Pendant ce temps, à Paris, plus d’une trentaine d’évacuations de campements ont été opérées depuis 2015, et c’est désormais quasiment chaque semaine qu’ont lieu des expulsions, le plus souvent accompagnées de violences policières et d’arrestations, y compris de personnes en cours de demande d’asile[Le collectif La Chapelle Debout fait état de 2 500 arrestations, 64 placements en centres de rétention administrative et plus de 250 obligations de quitter le territoire français (OQTF)] ! La ville de Paris tente de justifier ces opérations par l’état d’insalubrité de ces campements et met en avant son projet d’un « camp humanitaire » pour migrants primo-arrivants dans une sorte de no man’s land à proximité du périphérique.
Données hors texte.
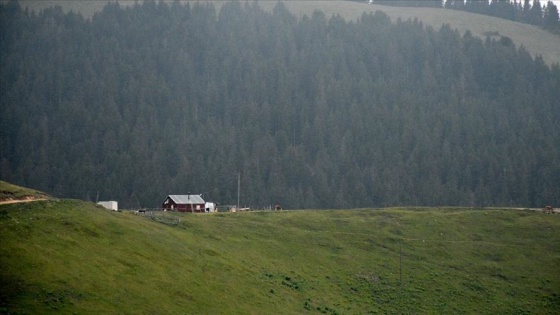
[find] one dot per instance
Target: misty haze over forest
(162, 98)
Il est prévu qu’on y triera les personnes en fonction, notamment, de leur éligibilité à l’asile. Un « hotspot » comme on en voit en Grèce ou en Turquie, en somme.
Qu’un camp humanitaire soit créé dans la capitale même d’un pays comme la France laisse pour le moins interdit ! Ce pays, parmi les plus grandes puissances du monde, n’aurait ainsi pour seule alternative en matière d’accueil des réfugié·e·s que les bidonvilles comme celui de Calais ou le camp humanitaire à l’instar de ceux installés dans des zones de guerre, d’exode ou de catastrophe environnementale Une procédure de droit commun existe pourtant pour l’accueil des demandeurs d’asile. Mais le délai d’accès aux guichets où demander l’asile est aujourd’hui, à Paris comme dans le Nord, de plusieurs mois, et le nombre de places dans les centres d’accueil des demandeurs d’asile (Cada) est notoirement insuffisant. En 2002, la Coordination française pour le droit d’asile (CFDA) estimait déjà nécessaire d’augmenter fortement le nombre de places indispensables pour accueillir correctement les demandeurs d’asile ; elle n’a guère été entendue. Aujourd’hui, c’est en dehors de tout dispositif légal que s’organise un pseudo-accueil subordonné à des considérations policières et politiques.